Die Reedereien verweisen auf ihre unablässigen Anstrengungen für den Umwelt- und Klimaschutz. Bis 2030 wolle man den CO2-Ausstoß um weitere 40 Prozent senken. Das ist als relativer Wert gemeint, der sich auf den Durchschnittsverbrauch der Flotte und der Passagiere bezieht (von denen es dann allein aus Deutschland sechs Millionen geben soll). Wie diese zusätzliche Steigerung der Energieeffizienz konkret erreicht werden soll, sagt die Branche nicht. Die Ankündigungen, irgendwann in der Zukunft werde es besser, sind unverbindlich.

Die Einführung von Flüssiggas (LNG) als Treibstoff könne helfen, heißt es in einer Pressemitteilung, die der Branchenverband CLIA am 7. März verbreitete. Dabei hat Ole von Beust (CDU), ein anderer ehemaliger Erster Bürgermeister von Hamburg und gegenwärtig Lobbyist für Flüssiggas, in seiner Ansprache auf dem Kreuzfahrt-Kongress eingeräumt, dass die Nutzung von LNG die Klimabilanz der Kreuzfahrt nicht verbessere.

Ökologisches Feigenblatt? Überflüssig

Fliegen sei noch klimaschädlicher, erklärt der Kreuzfahrtverband CLIA gegenüber Panorama 3. Das ist richtig. Leider ist es so, dass Kreuzfahrten häufig am anderen Ende der Welt beginnen. Viele Passagiere fliegen zunächst auf eine Karibikinsel, nach Dubai oder Singapur, um dann ein Kreuzfahrtschiff zu besteigen.

"Wir wollen unseren ökologischen Fußabdruck so gering wie möglich halten", sagt Kreuzfahrt-Managerin Wybcke Meier. Die beschriebene Lage an den Hamburger Terminals und die genannten Zahlen reichen aus, um die Aussage einzuordnen. Andere Branchen betreiben "Greenwashing". Sie stellen sich grüner dar, als sie sind. Manchmal ist es nicht so leicht, die Diskrepanz zwischen Anspruch und Wirklichkeit nachzuweisen. Bei der Kreuzfahrtbranche ist es anders. Sie hat nicht einmal ein Feigenblatt.

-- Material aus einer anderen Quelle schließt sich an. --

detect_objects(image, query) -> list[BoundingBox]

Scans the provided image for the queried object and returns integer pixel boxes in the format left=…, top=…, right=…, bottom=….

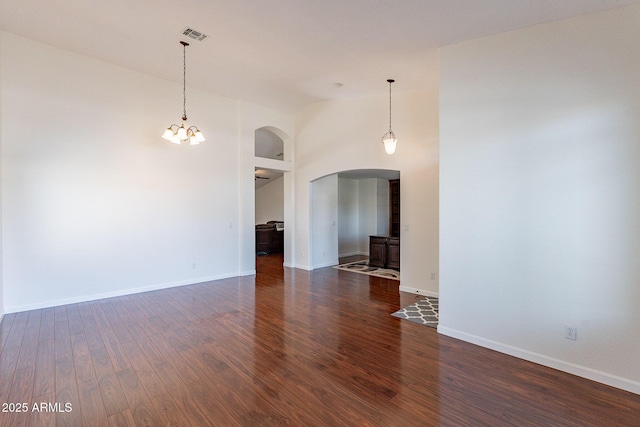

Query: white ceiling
left=0, top=0, right=637, bottom=112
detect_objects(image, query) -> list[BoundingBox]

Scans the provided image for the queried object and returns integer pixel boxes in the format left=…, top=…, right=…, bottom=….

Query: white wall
left=338, top=177, right=389, bottom=257
left=256, top=177, right=284, bottom=224
left=1, top=33, right=292, bottom=311
left=310, top=174, right=338, bottom=268
left=376, top=179, right=390, bottom=237
left=338, top=177, right=360, bottom=257
left=0, top=31, right=4, bottom=322
left=295, top=90, right=438, bottom=295
left=440, top=5, right=640, bottom=393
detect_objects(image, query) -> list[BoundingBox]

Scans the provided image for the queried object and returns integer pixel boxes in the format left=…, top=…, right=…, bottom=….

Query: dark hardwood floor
left=0, top=255, right=640, bottom=426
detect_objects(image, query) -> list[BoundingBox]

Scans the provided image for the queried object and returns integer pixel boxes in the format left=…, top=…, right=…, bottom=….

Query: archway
left=309, top=169, right=400, bottom=269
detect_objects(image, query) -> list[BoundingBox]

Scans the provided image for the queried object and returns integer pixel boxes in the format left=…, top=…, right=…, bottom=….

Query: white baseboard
left=438, top=324, right=640, bottom=394
left=399, top=285, right=439, bottom=298
left=338, top=251, right=369, bottom=258
left=311, top=261, right=338, bottom=270
left=5, top=273, right=238, bottom=313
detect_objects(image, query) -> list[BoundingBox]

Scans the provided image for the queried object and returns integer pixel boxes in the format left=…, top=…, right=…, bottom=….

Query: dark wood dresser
left=369, top=236, right=400, bottom=271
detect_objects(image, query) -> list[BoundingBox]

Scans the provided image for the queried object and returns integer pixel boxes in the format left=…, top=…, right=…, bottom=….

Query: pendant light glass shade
left=382, top=79, right=398, bottom=154
left=162, top=42, right=205, bottom=145
left=382, top=130, right=398, bottom=154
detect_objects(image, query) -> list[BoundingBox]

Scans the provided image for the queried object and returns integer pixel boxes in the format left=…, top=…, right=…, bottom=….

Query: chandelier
left=162, top=41, right=205, bottom=145
left=382, top=79, right=398, bottom=154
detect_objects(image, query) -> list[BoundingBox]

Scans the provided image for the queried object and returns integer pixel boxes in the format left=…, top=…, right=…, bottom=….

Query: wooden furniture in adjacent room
left=369, top=236, right=400, bottom=271
left=256, top=221, right=284, bottom=255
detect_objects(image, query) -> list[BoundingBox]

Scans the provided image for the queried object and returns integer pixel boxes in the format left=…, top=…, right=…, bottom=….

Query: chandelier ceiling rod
left=382, top=79, right=398, bottom=154
left=162, top=41, right=205, bottom=145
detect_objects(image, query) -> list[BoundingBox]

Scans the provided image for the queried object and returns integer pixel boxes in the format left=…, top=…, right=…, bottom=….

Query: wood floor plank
left=0, top=313, right=16, bottom=354
left=0, top=347, right=20, bottom=403
left=78, top=378, right=109, bottom=427
left=109, top=409, right=139, bottom=427
left=71, top=329, right=95, bottom=382
left=54, top=320, right=73, bottom=360
left=117, top=368, right=167, bottom=426
left=33, top=339, right=56, bottom=398
left=0, top=255, right=640, bottom=427
left=1, top=367, right=35, bottom=427
left=55, top=358, right=82, bottom=427
left=29, top=392, right=56, bottom=427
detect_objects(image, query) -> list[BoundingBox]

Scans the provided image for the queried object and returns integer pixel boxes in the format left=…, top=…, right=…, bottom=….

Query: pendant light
left=382, top=79, right=398, bottom=154
left=162, top=41, right=205, bottom=145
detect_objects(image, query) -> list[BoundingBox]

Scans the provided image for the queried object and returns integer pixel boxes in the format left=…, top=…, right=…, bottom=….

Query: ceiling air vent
left=182, top=27, right=208, bottom=42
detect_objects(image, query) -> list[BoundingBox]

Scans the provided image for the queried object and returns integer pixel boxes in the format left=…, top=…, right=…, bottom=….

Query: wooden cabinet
left=369, top=236, right=387, bottom=268
left=387, top=237, right=400, bottom=270
left=369, top=236, right=400, bottom=270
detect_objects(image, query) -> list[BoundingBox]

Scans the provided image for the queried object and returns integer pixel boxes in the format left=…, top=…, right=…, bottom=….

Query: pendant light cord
left=180, top=42, right=189, bottom=121
left=389, top=80, right=393, bottom=131
left=387, top=79, right=395, bottom=132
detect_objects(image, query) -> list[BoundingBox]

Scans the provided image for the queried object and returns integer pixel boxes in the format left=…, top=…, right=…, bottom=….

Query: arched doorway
left=309, top=169, right=400, bottom=269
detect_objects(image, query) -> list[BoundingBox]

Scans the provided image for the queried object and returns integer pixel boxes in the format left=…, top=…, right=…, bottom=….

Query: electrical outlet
left=564, top=325, right=578, bottom=341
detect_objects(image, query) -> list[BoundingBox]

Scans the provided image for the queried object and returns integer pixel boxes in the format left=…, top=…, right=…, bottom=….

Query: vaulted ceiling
left=0, top=0, right=637, bottom=112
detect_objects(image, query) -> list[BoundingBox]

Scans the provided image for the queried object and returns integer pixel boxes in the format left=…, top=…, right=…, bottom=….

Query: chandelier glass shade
left=162, top=41, right=205, bottom=145
left=382, top=79, right=398, bottom=154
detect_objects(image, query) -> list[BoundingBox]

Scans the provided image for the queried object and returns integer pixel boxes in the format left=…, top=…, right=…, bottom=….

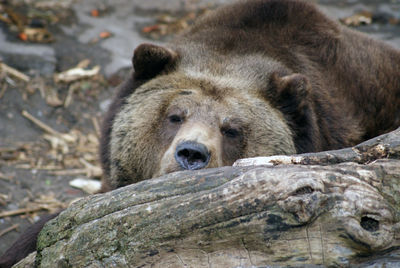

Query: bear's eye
left=168, top=114, right=183, bottom=124
left=221, top=128, right=240, bottom=139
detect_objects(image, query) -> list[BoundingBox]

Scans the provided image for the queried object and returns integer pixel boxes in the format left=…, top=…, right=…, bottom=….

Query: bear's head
left=103, top=44, right=315, bottom=188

Die Analyse der Branchenstrategen scheint eiskalt. Die Kreuzfahrtindustrie braucht kein Feigenblatt. Die Passagiere kommen auch so. Sie folgen sogar dem jüngsten Trend begeistert: Kreuzfahrten in die Polarregionen. Auf der Hamburger Touristik-Messe im Februar hat Panorama 3 beobachtet, wie das läuft. Marketing-Experten der Reedereien präsentieren Bilder von Eisbären und Pinguinen. Entdecken Sie die wunderbare Tierwelt in Arktis und Antarktis! "25.000 Touristen" habe er schon "zum geografischen Nordpol gebracht", erklärt stolz der "Expeditionsleiter" einer Reederei. Gleichzeitig gaukelt die Branche jedem einzelnen Passagier vor, "ein Entdecker" zu sein.

Vom Nordpol zum Südpol ist's nur ein Katzensprung

"Ein No-Go" seien Kreuzfahrten in die Polarregionen, sagt Malte Siegert vom Nabu. "Die Polkappen schmelzen in rasender Geschwindigkeit. Die Schiffe verteilen Ruß über das Eis und beschleunigen so den Prozess", erklärt der Umweltexperte.

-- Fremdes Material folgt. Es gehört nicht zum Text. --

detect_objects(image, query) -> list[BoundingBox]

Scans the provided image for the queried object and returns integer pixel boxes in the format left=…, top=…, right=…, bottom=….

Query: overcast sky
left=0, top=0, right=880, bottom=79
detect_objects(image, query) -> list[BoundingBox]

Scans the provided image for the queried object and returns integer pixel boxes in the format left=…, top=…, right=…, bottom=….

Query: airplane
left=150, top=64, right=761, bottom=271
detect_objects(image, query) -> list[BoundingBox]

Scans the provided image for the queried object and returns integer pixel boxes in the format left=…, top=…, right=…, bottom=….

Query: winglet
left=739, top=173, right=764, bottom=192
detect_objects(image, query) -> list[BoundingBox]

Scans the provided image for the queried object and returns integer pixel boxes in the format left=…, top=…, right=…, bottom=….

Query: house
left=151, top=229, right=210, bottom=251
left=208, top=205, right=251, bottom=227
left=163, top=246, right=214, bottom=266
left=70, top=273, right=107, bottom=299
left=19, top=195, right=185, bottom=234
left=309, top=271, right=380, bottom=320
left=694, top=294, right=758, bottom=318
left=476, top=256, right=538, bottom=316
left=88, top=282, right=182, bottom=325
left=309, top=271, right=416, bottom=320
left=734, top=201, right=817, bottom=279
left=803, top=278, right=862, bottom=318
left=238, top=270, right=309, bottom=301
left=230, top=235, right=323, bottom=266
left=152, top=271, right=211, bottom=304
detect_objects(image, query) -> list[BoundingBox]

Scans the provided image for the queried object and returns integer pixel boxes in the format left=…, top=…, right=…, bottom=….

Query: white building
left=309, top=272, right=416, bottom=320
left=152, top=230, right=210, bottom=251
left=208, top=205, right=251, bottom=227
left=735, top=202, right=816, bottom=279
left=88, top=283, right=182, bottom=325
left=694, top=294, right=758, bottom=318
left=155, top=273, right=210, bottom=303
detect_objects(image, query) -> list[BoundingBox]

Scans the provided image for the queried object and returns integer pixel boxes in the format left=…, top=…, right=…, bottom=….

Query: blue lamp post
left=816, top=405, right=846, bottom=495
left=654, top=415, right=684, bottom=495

Vom Klimawandel, der nirgendwo so sichtbar ist wie in der Arktis, fällt bei den Werbevorträgen der Reedereien in den Hamburger Messehallen kein Wort. Die Kundschaft beißt an. "Das war ein wunderbarer Tag. Wir wurden heute überrannt", sagt Marcel Schütz von "Polar-Reisen". Anbieter und Kunden scheinen sich einig zu sein: der letzte Eisbär und der letzte Pinguin werden nicht zugrunde gehen, bevor jeder Deutsche sich persönlich im Rahmen einer Kreuzfahrt von ihm verabschiedet hat.